Diana’s bodyguard Ken Wharfe wrote about 1992, “These were dangerous times. The knives were being sharpened for the Princess.” In October 1995, shortly before the Panorama interview, Diana at least twice—once in the note to Burrell and once verbally to her lawyer, whose notes on the conversation were revealed only years later, at the inquest—expressed fear of being killed at Charles’s behest, through sabotage of her car’s brakes. The lawyer, Lord Victor Mishcon, was so shocked by “the serious statements made by Her Royal Highness” in their Oct. 30, 1995 conversation that he made an unusual decision “to write this entry and to give instructions that it should be securely held.” Among other things, Mishcon recorded that Diana told him that the information about a threat to her life came from “reliable sources whom she did not wish to reveal.” The next month, as Morgan cites Diana’s friend Simone Simmons, she did experience brake failure in her Audi.

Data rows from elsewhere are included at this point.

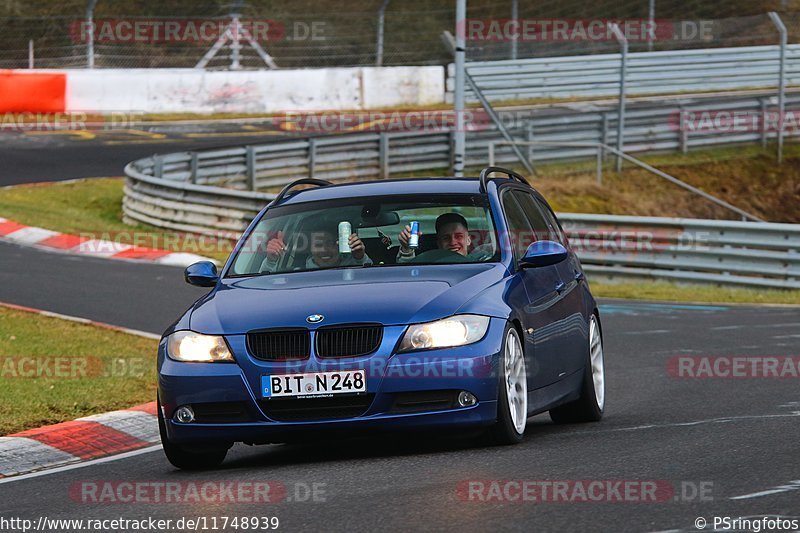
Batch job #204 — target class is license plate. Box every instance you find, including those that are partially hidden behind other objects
[261,370,367,398]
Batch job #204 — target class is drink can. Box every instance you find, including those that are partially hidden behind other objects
[408,220,419,249]
[339,220,352,254]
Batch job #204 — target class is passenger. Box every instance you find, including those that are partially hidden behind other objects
[261,228,372,272]
[397,213,484,263]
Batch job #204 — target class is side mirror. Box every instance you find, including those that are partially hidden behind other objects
[183,261,219,287]
[519,241,568,268]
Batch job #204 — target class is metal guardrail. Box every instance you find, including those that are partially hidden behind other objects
[131,89,800,197]
[447,44,800,102]
[123,145,800,289]
[489,141,764,222]
[559,213,800,289]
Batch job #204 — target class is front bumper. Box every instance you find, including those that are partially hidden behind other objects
[158,318,505,444]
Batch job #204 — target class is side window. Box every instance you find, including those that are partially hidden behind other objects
[514,191,566,246]
[503,191,536,260]
[536,198,567,246]
[514,191,550,241]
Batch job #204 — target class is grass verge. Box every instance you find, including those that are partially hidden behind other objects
[0,308,158,435]
[0,178,233,262]
[591,281,800,305]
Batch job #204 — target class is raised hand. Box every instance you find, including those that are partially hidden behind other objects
[267,231,286,261]
[347,233,366,261]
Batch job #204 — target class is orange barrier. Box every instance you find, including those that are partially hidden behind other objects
[0,70,67,113]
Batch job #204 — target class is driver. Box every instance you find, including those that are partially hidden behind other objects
[397,213,472,263]
[261,228,372,272]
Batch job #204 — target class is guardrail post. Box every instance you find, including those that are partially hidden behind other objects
[597,145,605,185]
[600,113,608,161]
[678,108,689,154]
[525,121,533,162]
[245,146,256,191]
[609,24,628,172]
[83,0,97,68]
[189,152,200,183]
[769,11,788,164]
[378,133,389,180]
[308,137,317,178]
[375,0,390,67]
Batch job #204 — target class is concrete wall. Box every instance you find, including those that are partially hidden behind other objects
[12,66,445,113]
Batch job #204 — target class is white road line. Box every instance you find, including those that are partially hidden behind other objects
[4,226,60,244]
[0,444,161,485]
[549,411,800,437]
[731,479,800,500]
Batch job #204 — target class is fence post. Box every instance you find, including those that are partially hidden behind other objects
[245,146,256,191]
[375,0,390,67]
[678,107,689,154]
[378,133,390,180]
[597,145,605,185]
[769,11,788,164]
[189,152,200,183]
[511,0,521,59]
[525,121,533,162]
[600,113,609,161]
[84,0,97,68]
[453,0,467,178]
[308,137,317,178]
[609,24,628,172]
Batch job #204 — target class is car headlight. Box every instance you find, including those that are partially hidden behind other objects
[399,315,489,352]
[167,331,233,363]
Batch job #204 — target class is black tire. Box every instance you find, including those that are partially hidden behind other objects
[156,396,230,470]
[487,324,527,446]
[550,314,605,424]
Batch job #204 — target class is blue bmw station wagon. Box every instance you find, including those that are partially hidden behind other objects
[158,167,605,469]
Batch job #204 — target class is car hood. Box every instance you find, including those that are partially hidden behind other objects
[190,263,506,335]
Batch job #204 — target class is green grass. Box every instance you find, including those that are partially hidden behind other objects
[590,281,800,305]
[0,308,158,435]
[0,178,233,262]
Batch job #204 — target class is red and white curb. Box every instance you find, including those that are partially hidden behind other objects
[0,218,210,267]
[0,402,160,478]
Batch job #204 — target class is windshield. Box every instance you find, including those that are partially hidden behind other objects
[228,195,499,276]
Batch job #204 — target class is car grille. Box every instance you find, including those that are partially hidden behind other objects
[316,324,383,357]
[247,328,311,361]
[389,390,458,413]
[260,393,375,422]
[192,402,250,424]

Describing herself as “a liability” to the Royals ever since the separation, Diana in the Panorama interview declared, “I shall not go quietly.” She vowed to play a role in raising the next heir to the throne, her son Prince William, and expressed hope of being “a queen of people’s hearts.” She also questioned Charles’s fitness to be King, saying, “I know the character, ... and I don’t know whether he could adapt” to the rigors of “the top job.”
In retaliation, the Queen promptly cancelled the BBC’s sole rights to broadcast her annual Christmas message, while Charles’s former equerry, Minister for the Armed Forces Nicholas Soames, went on national TV to question Diana’s mental stability. Prominent Establishment figures pointed to the profound issues at stake in the conflict between Diana and the Windsors, placing it on the canvas of several centuries of British history. Referring to Diana’s descent from the Stuart dynasty, ousted in the Dutch invasion known as the Glorious Revolution of 1688 and replaced by the Hanoverians (later called the House of Saxe-Coburg-Gotha, after Queen Victoria’s spouse Albert, and then renamed as the Windsors), The Times’ former editor Lord William Rees-Mogg wrote in the paper on Nov. 20, 1995, “Like other historic co-inheritors of Stuart PR gene, the Princess is brilliant at the kingcraft of public image building,” but Stuart brilliance “almost always ends in personal tragedy, like that of Mary Queen of Scots.”
“God Help the Princess of Wales,” was the title of a column by Germaine Greer, recounting the tragic fate of earlier Princesses of Wales at the hands of the Hanoverians. Military historian John Keegan, writing in The Telegraph of Nov. 24, 1995, warned that Diana must not “go too far,” or else “it is she who will become the casualty, not the monarchy.” British author A.N. Wilson laid out the stakes in the Nov. 25, 1995 New York Times, calling Diana’s Panorama interview “a skillfully organized attack on the institution of the monarchy itself.” If Diana were to continue, Wilson warned, “the Establishment will simply get rid of her.”
In the wake of the Panorama interview, the Queen demanded that Charles and Diana divorce. That process was completed in August 1996.